Pita Taufatofua still doesn't need a shirt.
Flag bearer Pita Taufatofua of Tonga leads the team during the Opening Ceremony of the PyeongChang 2018 Winter Olympic Games at PyeongChang Olympic Stadium on February 9, 2018 in Pyeongchang-gun, South Korea.

Tongan flagbearer Pita Taufatofua upstaged his sensational entrance at the Rio Olympics in 2016 with another dramatic walk at Pyeongchang Olympic Stadium on Friday night. Once again, he showed up without a shirt.

This time the conditions were much harsher with temperatures just below freezing, not counting any wind from this notoriously breezing part of the country. Taufatofua, again carrying the Tongan flag, brought cheers from the crowd as he entered shirtless and glistening with oil -- just as he did in the much warmer Rio opening ceremony.

Flag bearer Pita Taufatofua of Tonga leads the team during the Opening Ceremony of the PyeongChang 2018 Winter Olympic Games at PyeongChang Olympic Stadium on February 9, 2018.

Taufatofua competed in taekwondo at Rio and lost in the first round, but gained an adoring international fan base for his Rio entrance wearing traditional Tongan costume.

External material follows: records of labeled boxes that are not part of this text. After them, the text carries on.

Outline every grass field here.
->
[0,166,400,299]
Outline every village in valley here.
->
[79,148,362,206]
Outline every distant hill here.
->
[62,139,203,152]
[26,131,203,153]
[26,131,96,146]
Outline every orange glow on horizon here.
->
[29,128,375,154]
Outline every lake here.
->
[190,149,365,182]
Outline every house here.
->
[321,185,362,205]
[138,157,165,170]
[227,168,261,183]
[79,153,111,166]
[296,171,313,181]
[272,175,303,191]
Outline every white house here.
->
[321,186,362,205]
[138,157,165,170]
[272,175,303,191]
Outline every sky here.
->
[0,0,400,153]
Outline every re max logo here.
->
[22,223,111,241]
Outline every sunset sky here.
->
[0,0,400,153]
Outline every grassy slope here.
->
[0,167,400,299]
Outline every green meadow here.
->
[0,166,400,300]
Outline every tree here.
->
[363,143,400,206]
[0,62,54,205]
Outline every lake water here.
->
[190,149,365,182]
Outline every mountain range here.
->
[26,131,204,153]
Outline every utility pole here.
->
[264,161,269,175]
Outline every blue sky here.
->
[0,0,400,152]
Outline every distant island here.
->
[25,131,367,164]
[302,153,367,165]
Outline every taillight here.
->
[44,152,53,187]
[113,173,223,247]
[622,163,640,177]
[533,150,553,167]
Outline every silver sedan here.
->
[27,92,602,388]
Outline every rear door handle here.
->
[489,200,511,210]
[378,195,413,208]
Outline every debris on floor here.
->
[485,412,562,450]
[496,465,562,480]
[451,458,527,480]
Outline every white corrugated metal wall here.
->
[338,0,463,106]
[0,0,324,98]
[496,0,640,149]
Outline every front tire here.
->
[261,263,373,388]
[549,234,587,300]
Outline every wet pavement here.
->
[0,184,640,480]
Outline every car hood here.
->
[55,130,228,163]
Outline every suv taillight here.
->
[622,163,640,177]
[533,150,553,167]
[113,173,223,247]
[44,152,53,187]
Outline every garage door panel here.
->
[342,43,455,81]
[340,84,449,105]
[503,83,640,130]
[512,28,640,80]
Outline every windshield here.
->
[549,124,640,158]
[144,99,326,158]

The experience moved him to pursue another crack at the Olympics and he didn’t want to wait another four years. So, Taufatofua quit his job as a social worker and embarked upon intensive training as a cross-country skier – undeterred by the minor fact that he had never previously seen snow.

“Every time I ski I die a little bit inside,” he said recently, highlighting the grueling nature of cross country, considered to be of the most physically demanding disciplines on the Winter Games program.

Prior to the ceremony, the 34-year-old tricked the global media by insisting there would be no repeat of his topless walk from Rio.

“I want to still be alive for my race,” Taufatofua said. “It is going to be freezing outside so I will be keeping nice and warm.”